The great Rock 'n Roll Hall of Famer Darlene Love of the Crystals and later the Lethal Weapon movies and her annual Christmas visit to perform "Christmas (Baby Please Come Home)" on The Late Show With David Letterman was placed on backing vocals along with Tobin himself and Edna Wright. And guitarist-vocalist Mike Piccirillo, Tobin's right-hand man in the studio who would help Tobin produce on big hits like Kim Carnes' "More Love" and Smokey Robinson's "Being With You," is also an engineer on this one.

This beautiful ballad made its Hot 100 debut on May 19, 1979, at No. 85. Thus began the slow rise toward the Top 40.  On June 30, 1979, the song made its Top 40 debut at No. 38. And just as the hit made it there, the pedestrian crawl of climbing the chart began. "Sad Eyes" went from No. 38 to No. 36 to No. 34 to No. 32 until the week of July 28, 1979, when it leaped nine places to No. 23.

Finally, momentum! One week later, "Sad Eyes" leaped seven more places to No. 16. Three weeks later, "Sad Eyes" jumped two places from No. 12 to No. 10 in the song's 15th week on the Hot 100.

But "Sad Eyes" wasn't done climbing. August turned to September, and "Sad Eyes" continued to move. It moved up from No. 10 to No. 8 to No. 7 and No. 6. But for the week of September 22, 1979, it held at No. 6 for the second week. It looked as if the run of "Sad Eyes" had come to its teary-eyed ending right there just outside of the Top 5.

However, the music business can be a funny thing. And on the week of September 29, imagine the surprise of all chart watchers when "Sad Eyes" got an extra bit of zoom, leaping four places from No. 6 to No. 2.

One more notch to go. And on October 6, 1979, 14 weeks after it debuted in the Top 40, "Sad Eyes" knocked The Knack's "My Sharona" out of the top spot after it spent six weeks at No. 1. As a matter of fact and to put emphasis on how slow a climb "Sad Eyes" took, both Chic's "Good Times" and "My Sharona" debuted within the Top 40 after "Sad Eyes" had debuted there and went to No. 1 before "Sad Eyes" reached the top. Numerous songs passed "Sad Eyes" up the Top 40, but yet, they didn't get to the No. 1 spot.
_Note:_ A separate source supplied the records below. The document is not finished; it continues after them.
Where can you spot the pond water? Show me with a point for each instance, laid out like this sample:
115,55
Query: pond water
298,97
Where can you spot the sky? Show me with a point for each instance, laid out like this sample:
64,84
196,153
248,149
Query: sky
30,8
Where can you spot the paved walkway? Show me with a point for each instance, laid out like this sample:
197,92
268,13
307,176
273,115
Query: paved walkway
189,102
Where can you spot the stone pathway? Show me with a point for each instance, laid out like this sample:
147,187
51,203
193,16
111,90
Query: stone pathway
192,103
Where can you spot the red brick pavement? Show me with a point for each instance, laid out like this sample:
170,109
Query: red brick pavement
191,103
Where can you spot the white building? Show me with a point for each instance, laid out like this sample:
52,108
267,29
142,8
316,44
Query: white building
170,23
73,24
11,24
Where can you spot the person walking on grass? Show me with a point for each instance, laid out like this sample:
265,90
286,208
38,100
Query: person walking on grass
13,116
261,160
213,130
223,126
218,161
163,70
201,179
John had his second breakthrough hit and his first No. 1 hit, 20 years and 11 months after making that debut when he was 12 years old. That length of time between his first chart single in late 1958 and "Sad Eyes" was the longest amount of time an artist waited to have a No. 1 hit and would last for less than five years before Tina Turner blasted through that with a 25-year wait from her first single with then-husband Ike until "What's Love Got To Do With It" in September 1984. And "Sad Eyes" tied Nick Gilder's "Hot Child In The City" as the slowest-running song to get to No. 1 at 21 weeks, a record both songs held until Vangelis' "Chariots Of Fire" theme took 22 weeks on the Hot 100 to get to the top on May 8, 1982.

It looked as if the comeback story would be nicer for John this time around. However, "Lonely Eyes," the follow-up single, barely missed hitting the Top 40, peaking at No. 41 in late 1979. But another remake, this time of Eddie Holman's big No. 2 hit from 1970, "Hey There Lonely Girl," would make the Top 40 in the fall of 1980, peaking at No. 31.

Two more singles, though, would miss the Top 40 and John's career as a productive singer on the charts was all but over. In 1992, he re-recorded his big Top 5 hit from 1972, "The Lion Sleeps Tonight," for his greatest hits package. Not much is known of what Robert John is up to these days.

Still, "Sad Eyes" lives on as the song that made the man born Robert John Pedrick Jr. a star with a No. 1 hit. And that made the 20 years of waiting -- and the 21 weeks of climbing with that No. 1 song -- all worth it.